TÉMOIGNAGE D’UN CHRÉTIEN À MAYOTTE
En tant que militaire de la gendarmerie actuellement déplacé à Mayotte, ma mission consiste au maintien de l’ordre public sur cette petite île de l’archipel des Comores, actuellement en proie à de nombreuses difficultés telles que, la pauvreté, l’immigration massive et clandestine, ou même encore les catastrophes climatiques. C’est un premier défi à relever.
Le second lui, est de vivre en tant que chrétien sur une île composée à 95 % de musulmans. En effet, le décor n’a rien à voir avec celui de la métropole. Nos flèches gothiques et le son des cloches ont été remplacées par les minarets et les appels du muezzin. Ici, le jeûne n’est pas celui du carême, mais celui du ramadan. Me voilà donc privé de ce paysage que je chéris tant. Mon jeûne, en ce carême 2025, sera donc celui de la chrétienté.
Malgré les dégâts causés par le cyclone Chido, la seule église catholique de grande-terre, située à Mamoudzou, est restée miraculeusement debout. La messe y est régulièrement célébrée et le moins que l’on puisse dire, c’est qu’elle est haute en couleurs ! Les applaudissements, les danses, les chorales mahoraises et le prêtre qui harangue l’assemblée, contraste avec la misère de l’île. Trop bruyante à mon goût, je préfère la messe célébrée par l’aumonier du régiment militaire, plus propice au recueillement et à l’adoration. Nostalgique de la métropole, elle m’offre une véritable bouffée d’air frais.

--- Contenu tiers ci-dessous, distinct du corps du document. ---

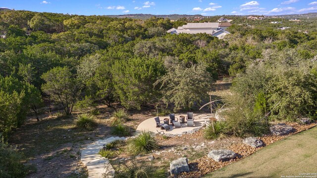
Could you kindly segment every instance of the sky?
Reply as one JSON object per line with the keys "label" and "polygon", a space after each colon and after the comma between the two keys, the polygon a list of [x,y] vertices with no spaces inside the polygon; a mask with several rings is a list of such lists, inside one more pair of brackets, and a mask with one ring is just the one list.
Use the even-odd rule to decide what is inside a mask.
{"label": "sky", "polygon": [[86,15],[274,15],[317,12],[317,0],[0,0],[0,7]]}

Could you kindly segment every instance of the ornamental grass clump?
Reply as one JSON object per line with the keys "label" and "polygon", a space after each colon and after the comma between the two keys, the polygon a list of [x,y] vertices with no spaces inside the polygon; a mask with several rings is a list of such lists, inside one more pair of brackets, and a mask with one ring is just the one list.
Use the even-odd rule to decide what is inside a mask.
{"label": "ornamental grass clump", "polygon": [[212,122],[204,130],[207,139],[215,139],[226,137],[227,126],[223,121]]}
{"label": "ornamental grass clump", "polygon": [[120,108],[113,112],[111,119],[112,120],[112,126],[116,126],[126,122],[129,119],[129,114],[126,110]]}
{"label": "ornamental grass clump", "polygon": [[102,149],[99,150],[99,152],[98,153],[100,156],[104,158],[110,158],[113,156],[114,154],[114,152],[111,150],[109,150],[107,149]]}
{"label": "ornamental grass clump", "polygon": [[119,136],[129,136],[131,133],[129,127],[122,124],[119,124],[113,127],[111,134]]}
{"label": "ornamental grass clump", "polygon": [[94,116],[88,114],[81,114],[77,116],[76,127],[81,130],[93,131],[97,126]]}
{"label": "ornamental grass clump", "polygon": [[143,132],[135,138],[130,139],[129,146],[131,152],[135,154],[147,153],[159,148],[158,140],[149,132]]}

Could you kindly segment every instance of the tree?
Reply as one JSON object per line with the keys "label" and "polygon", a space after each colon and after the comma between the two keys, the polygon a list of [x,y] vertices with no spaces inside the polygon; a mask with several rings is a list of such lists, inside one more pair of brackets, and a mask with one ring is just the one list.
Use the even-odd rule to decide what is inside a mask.
{"label": "tree", "polygon": [[69,29],[79,29],[86,23],[84,17],[76,16],[73,18],[64,20],[64,25]]}
{"label": "tree", "polygon": [[31,29],[34,30],[41,30],[47,33],[52,31],[53,23],[50,19],[45,16],[37,14],[28,22]]}
{"label": "tree", "polygon": [[0,139],[3,136],[6,140],[12,129],[18,126],[22,96],[16,91],[10,94],[0,89]]}
{"label": "tree", "polygon": [[188,110],[195,102],[207,98],[213,79],[206,68],[202,64],[186,68],[180,64],[169,69],[157,82],[161,85],[163,100],[166,104],[174,103],[174,110],[181,107]]}
{"label": "tree", "polygon": [[140,109],[141,105],[157,99],[159,93],[153,84],[164,73],[162,63],[156,58],[135,57],[116,61],[111,74],[122,104]]}
{"label": "tree", "polygon": [[49,94],[55,104],[63,106],[65,114],[71,114],[73,107],[80,96],[81,85],[67,67],[56,67],[41,77],[46,83],[42,89]]}

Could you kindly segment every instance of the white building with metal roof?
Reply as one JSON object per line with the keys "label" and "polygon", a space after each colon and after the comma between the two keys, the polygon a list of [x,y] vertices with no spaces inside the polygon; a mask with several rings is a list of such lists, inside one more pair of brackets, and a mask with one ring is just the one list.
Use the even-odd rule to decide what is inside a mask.
{"label": "white building with metal roof", "polygon": [[[221,24],[219,22],[188,23],[186,25],[178,27],[177,29],[173,28],[168,30],[167,32],[176,35],[181,33],[189,34],[206,33],[218,38],[223,38],[224,36],[229,34],[230,33],[225,31],[225,29],[224,29]],[[225,28],[226,27],[227,25],[226,25]]]}

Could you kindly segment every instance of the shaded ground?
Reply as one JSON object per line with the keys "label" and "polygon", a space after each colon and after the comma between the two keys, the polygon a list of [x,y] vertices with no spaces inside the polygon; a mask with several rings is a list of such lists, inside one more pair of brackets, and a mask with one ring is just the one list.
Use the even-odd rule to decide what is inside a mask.
{"label": "shaded ground", "polygon": [[205,177],[281,178],[316,174],[316,145],[317,128],[315,127],[272,143]]}
{"label": "shaded ground", "polygon": [[[215,91],[216,93],[212,94],[218,97],[225,95],[227,91],[227,91],[229,86],[230,84],[227,84],[215,86]],[[162,104],[161,105],[163,105]],[[41,121],[39,122],[36,121],[34,116],[31,115],[21,128],[14,131],[9,139],[9,143],[16,145],[24,154],[26,162],[33,164],[37,169],[36,173],[28,175],[28,178],[87,177],[87,169],[80,161],[81,150],[88,144],[95,140],[113,136],[110,134],[111,127],[109,126],[111,121],[109,119],[114,108],[122,107],[117,104],[114,104],[114,108],[109,108],[105,105],[100,105],[97,109],[82,110],[80,113],[74,112],[73,116],[69,117],[63,116],[59,112],[62,112],[62,110],[58,111],[58,109],[60,108],[52,108],[52,110],[54,111],[49,117],[47,113],[49,107],[46,107],[40,109],[39,117]],[[168,109],[172,112],[172,105],[169,106]],[[209,112],[208,108],[206,107],[206,109],[208,112]],[[195,113],[204,113],[206,111]],[[154,105],[143,108],[141,111],[129,110],[128,112],[131,119],[126,125],[132,130],[136,129],[140,123],[153,117],[157,112],[157,110]],[[77,114],[82,113],[93,113],[96,115],[98,126],[94,131],[79,131],[76,128],[75,117]],[[216,142],[214,144],[211,144],[211,144],[209,144],[209,141],[201,136],[192,138],[182,137],[166,140],[161,138],[160,143],[163,145],[161,151],[166,153],[160,155],[154,154],[155,161],[153,164],[154,166],[164,168],[166,172],[169,161],[175,157],[180,157],[184,155],[188,156],[190,160],[193,160],[206,154],[210,147],[225,147],[235,141],[228,140],[227,143]],[[190,150],[183,149],[184,146],[195,147],[203,142],[205,142],[206,147],[208,147],[208,149],[204,148],[204,147],[196,149],[192,147],[189,148]],[[171,151],[172,147],[175,147],[174,150]],[[163,155],[168,156],[169,158],[165,159],[166,156]],[[125,155],[122,156],[118,158],[124,157]],[[142,162],[142,158],[139,159]]]}
{"label": "shaded ground", "polygon": [[[44,113],[40,116],[39,122],[35,116],[29,117],[9,139],[10,144],[16,145],[23,153],[26,162],[37,169],[35,174],[28,178],[86,178],[87,169],[80,161],[81,149],[95,140],[112,136],[109,118],[113,109],[105,105],[98,107],[94,111],[98,126],[92,132],[76,128],[75,117],[79,113],[69,117],[63,116],[58,111],[51,117]],[[90,113],[93,110],[82,112]],[[153,117],[151,113],[155,112],[153,108],[129,112],[131,120],[127,125],[135,129],[140,123]]]}

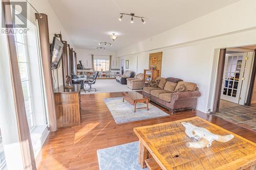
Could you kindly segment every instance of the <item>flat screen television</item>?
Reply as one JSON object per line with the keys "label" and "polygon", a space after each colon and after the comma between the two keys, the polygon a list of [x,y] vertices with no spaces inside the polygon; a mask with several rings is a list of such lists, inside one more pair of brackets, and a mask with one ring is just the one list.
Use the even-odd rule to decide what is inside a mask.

Bien qu’il n’y ait pas beaucoup de choix dans la pratique de la foi, cette disette cultuelle ne doit en aucun cas nous décourager ni même nous empêcher de répandre la bonne nouvelle, bien au contraire. Cependant, il faut garder à l’esprit que le statut de militaire rend l’évangélisation délicate auprès de la population. En effet, très facilement identifiable, parfois perçu comme un colon, souvent comme un étranger, le gendarme n’a pas son mot à dire sur le bon fonctionnement de l’île, surtout quand il s’agit d’un sujet aussi sensible que celui de l’identité culturelle. Il risquerait à tort d’être accusé d’ingérence civilisationnelle. Les quelques chrétiens autochtones sont donc les plus légitimes pour convertir leurs frères.
Mon travail d’évangélisation se porte alors naturellement vers mes camarades qui, pour la très grande majorité, ne croient pas. En effet, dans mon détachement composé d’environ une quarantaine gendarmes, je suis le seul croyant pratiquant. Pendant plusieurs mois, j’ai par conséquent reçu le même traitement que chaque société humaine inflige aux marginaux. Mais avec le temps, et face à mon opiniâtreté, les railleries et les provocations se sont lentement muées en questionnements sincères et profonds. La seule pratique d’une foi honnête et dénuée de prosélytisme, suffit à interpeler l’entourage. Nul besoin de provoquer le destin. Les discussions au sujet de Dieu émergent naturellement, souvent autour d’un repas ou d’une bière, et sont majoritairement l’initiative des plus jeunes qui, pour la plupart, sont en quête d’ordre et de repères dans un monde qui part à vau-l’eau. À part écouter et répondre au mieux à leurs interrogations, je n’ai rien d’autre à faire.
Voilà donc mon quotidien de chrétien à Mayotte où tant bien que mal j’essaie, comme le disait Saint-François de Sales, de fleurir là où Dieu m’a planté.